Killings by Police Growing Pains
FILE – In this Dec. 4, 2014 file photo, demonstrators participate in a rally against a grand jury’s decision not to indict the police officer involved in the death of Eric Garner, in New York. Who, if anyone, is leading the emerging movement around the deaths of Michael Brown and Eric Garner — younger activists or legacy civil rights groups? (AP Photo/John Minchillo, File)

NASHVILLE, Tenn. (AP) — A group of young activists fighting for racial justice around the country met in Nashville this week to strategize at a historically Black college tied to the civil rights movement of the 1960s.
In a news conference on Wednesday at American Baptist College, the young people, who were primarily African-American, expressed optimism about their struggle and the “Black Lives Matter” movement that has sprung up around the killings of two unarmed black men by white police officers in Missouri and New York.

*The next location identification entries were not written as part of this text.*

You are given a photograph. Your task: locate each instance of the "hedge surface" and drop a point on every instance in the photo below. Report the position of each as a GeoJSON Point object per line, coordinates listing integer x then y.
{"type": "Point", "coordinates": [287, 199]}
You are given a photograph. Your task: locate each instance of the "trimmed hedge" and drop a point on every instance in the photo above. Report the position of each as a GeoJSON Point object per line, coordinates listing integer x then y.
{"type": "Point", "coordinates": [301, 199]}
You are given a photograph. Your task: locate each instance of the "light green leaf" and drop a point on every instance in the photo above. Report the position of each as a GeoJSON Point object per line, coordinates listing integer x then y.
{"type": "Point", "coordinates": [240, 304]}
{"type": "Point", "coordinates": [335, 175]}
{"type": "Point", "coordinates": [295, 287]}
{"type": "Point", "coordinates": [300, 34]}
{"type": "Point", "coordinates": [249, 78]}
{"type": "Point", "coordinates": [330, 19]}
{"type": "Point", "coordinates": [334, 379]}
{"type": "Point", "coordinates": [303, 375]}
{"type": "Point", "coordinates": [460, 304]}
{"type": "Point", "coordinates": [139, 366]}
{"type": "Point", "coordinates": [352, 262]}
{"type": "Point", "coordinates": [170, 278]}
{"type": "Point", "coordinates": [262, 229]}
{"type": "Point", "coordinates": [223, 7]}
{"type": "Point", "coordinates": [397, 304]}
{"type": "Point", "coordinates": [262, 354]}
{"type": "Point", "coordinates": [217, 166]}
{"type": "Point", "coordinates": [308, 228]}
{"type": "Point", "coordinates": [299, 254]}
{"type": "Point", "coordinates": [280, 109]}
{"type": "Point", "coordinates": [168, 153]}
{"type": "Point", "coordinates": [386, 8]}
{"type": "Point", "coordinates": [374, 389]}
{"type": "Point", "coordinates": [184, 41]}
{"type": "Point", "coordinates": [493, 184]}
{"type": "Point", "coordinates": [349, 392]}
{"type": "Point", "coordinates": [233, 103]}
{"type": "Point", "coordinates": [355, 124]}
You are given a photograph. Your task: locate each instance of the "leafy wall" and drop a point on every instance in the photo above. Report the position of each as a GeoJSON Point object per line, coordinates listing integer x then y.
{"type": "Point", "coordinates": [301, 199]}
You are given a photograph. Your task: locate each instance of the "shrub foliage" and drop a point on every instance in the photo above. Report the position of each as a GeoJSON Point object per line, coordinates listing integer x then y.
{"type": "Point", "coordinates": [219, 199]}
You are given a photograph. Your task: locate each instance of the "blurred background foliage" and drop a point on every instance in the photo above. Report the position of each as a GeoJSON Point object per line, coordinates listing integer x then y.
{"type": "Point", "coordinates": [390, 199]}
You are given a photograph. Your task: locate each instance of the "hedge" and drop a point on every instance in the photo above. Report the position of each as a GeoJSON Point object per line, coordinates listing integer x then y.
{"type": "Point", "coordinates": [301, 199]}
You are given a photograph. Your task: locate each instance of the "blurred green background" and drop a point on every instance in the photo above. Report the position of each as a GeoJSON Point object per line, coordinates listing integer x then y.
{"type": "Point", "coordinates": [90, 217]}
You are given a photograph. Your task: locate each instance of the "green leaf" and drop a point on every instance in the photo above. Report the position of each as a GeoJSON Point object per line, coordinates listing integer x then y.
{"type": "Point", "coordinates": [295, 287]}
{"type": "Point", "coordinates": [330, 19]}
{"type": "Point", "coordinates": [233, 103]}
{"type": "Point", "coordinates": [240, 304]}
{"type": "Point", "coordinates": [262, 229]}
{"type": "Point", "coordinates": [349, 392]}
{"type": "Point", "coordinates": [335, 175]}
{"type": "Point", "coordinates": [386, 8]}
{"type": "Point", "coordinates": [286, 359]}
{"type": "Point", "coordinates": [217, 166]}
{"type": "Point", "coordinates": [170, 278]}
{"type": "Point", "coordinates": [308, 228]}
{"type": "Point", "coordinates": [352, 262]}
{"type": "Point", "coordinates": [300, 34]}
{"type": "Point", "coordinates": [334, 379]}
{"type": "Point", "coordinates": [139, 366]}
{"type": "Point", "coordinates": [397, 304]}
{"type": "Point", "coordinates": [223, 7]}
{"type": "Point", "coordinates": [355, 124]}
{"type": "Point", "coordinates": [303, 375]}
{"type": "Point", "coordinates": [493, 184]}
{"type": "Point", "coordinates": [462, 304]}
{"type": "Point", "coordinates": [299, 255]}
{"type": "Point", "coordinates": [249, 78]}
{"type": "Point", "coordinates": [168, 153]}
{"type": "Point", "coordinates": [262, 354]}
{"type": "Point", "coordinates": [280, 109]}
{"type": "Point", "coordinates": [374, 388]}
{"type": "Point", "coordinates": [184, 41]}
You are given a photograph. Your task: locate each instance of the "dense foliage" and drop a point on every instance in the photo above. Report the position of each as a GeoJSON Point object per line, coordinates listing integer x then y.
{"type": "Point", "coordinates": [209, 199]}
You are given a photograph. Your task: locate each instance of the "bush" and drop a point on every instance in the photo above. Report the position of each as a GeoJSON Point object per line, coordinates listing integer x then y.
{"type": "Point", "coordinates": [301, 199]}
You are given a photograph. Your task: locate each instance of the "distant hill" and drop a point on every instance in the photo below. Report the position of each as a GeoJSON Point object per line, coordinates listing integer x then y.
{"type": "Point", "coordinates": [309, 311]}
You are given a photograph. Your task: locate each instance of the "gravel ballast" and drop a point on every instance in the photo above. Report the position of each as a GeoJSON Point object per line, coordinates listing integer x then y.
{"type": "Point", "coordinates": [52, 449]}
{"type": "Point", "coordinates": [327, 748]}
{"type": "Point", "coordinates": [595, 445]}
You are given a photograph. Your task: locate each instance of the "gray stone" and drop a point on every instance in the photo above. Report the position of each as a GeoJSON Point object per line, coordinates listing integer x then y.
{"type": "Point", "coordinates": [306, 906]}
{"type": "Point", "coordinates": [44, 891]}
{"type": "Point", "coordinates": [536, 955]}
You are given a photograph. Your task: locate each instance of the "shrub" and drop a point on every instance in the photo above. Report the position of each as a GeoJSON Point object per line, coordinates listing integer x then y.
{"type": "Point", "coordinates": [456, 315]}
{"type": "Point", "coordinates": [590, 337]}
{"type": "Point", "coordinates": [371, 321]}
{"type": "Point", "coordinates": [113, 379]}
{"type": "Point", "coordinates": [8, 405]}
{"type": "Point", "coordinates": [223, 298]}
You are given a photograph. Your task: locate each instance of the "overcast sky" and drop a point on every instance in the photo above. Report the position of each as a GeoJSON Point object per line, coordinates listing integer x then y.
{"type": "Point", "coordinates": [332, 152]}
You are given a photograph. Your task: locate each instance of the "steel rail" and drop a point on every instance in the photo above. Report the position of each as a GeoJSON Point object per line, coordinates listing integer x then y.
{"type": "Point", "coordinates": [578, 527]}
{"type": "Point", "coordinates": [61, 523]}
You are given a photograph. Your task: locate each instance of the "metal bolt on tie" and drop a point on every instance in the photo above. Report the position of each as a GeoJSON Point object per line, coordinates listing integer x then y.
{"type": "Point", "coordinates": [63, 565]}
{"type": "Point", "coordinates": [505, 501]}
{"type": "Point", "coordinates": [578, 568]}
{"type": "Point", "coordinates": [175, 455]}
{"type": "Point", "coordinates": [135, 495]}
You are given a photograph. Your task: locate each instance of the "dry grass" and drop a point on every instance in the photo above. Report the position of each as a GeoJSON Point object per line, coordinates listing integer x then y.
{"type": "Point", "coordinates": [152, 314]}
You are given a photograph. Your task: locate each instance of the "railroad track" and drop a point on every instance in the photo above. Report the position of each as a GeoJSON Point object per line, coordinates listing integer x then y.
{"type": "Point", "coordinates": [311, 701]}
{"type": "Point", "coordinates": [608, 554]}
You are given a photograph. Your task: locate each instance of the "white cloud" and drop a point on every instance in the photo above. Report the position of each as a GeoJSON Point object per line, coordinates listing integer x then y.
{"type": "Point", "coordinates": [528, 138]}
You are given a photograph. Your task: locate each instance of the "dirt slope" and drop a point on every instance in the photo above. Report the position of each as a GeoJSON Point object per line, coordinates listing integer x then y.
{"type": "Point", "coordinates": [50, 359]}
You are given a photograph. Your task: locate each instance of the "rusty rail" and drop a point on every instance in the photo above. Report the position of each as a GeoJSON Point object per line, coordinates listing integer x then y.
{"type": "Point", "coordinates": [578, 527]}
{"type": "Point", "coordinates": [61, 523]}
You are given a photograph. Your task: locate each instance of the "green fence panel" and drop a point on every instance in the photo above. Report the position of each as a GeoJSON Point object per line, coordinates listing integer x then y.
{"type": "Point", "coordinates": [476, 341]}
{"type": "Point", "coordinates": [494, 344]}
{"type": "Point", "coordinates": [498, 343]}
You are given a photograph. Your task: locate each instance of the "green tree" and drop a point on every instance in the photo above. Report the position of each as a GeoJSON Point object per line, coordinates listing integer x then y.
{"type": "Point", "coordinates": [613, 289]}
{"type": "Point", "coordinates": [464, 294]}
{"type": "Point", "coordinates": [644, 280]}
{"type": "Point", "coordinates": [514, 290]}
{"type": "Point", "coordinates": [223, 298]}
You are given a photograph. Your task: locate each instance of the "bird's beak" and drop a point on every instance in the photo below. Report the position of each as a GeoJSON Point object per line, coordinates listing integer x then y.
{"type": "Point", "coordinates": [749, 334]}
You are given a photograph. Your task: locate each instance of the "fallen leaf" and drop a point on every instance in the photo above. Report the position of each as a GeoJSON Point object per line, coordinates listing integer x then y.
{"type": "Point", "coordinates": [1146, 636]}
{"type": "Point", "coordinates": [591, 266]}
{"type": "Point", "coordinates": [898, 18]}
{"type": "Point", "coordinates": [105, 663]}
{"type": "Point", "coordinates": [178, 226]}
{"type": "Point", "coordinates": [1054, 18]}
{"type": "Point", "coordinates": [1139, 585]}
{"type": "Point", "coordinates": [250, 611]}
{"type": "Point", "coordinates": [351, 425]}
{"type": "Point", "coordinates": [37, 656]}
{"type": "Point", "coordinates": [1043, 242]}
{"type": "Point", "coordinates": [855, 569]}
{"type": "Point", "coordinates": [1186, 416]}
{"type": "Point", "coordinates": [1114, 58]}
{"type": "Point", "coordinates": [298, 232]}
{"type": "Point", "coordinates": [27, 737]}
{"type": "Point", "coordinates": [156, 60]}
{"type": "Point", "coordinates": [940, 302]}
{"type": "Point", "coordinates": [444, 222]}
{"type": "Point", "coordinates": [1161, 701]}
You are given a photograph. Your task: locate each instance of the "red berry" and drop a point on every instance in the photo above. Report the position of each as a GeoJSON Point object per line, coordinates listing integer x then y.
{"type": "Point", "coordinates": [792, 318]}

Ron White is a 24-year-old activist from Nashville who has been travelling back and forth to St. Louis since the shooting death of Michael Brown in nearby Ferguson, Missouri.
White said the racism he saw there “broke my heart,” but he believes that his generation can end it. The group of young people from Ferguson, Chicago, Atlanta and elsewhere that he met this week helped to give him hope that things can change.
“If not now, then when?” he said.
Ethan Viets-VanLear, a 19-year-old activist from Chicago, said he sometimes feels like he wakes up every day in a battlefield. But the retreat helped him to realize, “We are on the winning side.”
Diamond Latchison is a 21-year-old activist from St. Louis with a group called Freedom Fighters. She said she was also inspired by the elders she met this week, people who have spent a lifetime fighting for civil rights and social justice. They include Iva Carruthers, a trustee of American Baptist College and the general secretary of the Samuel DeWitt Proctor Conference, a nonprofit organization that promotes social justice education.
Carruthers has been working in Ferguson and organized this week’s retreat as a way for the activists to rest, recharge and strategize for the future at the small, scenic campus overlooking the Cumberland River. The young people said they did not come up with a specific plan for next actions but left the retreat with plenty of ideas.
American Baptist President Forrest E. Harris said the college was happy to host the retreat. Teaching about social justice is “part of what we do every day,” he said.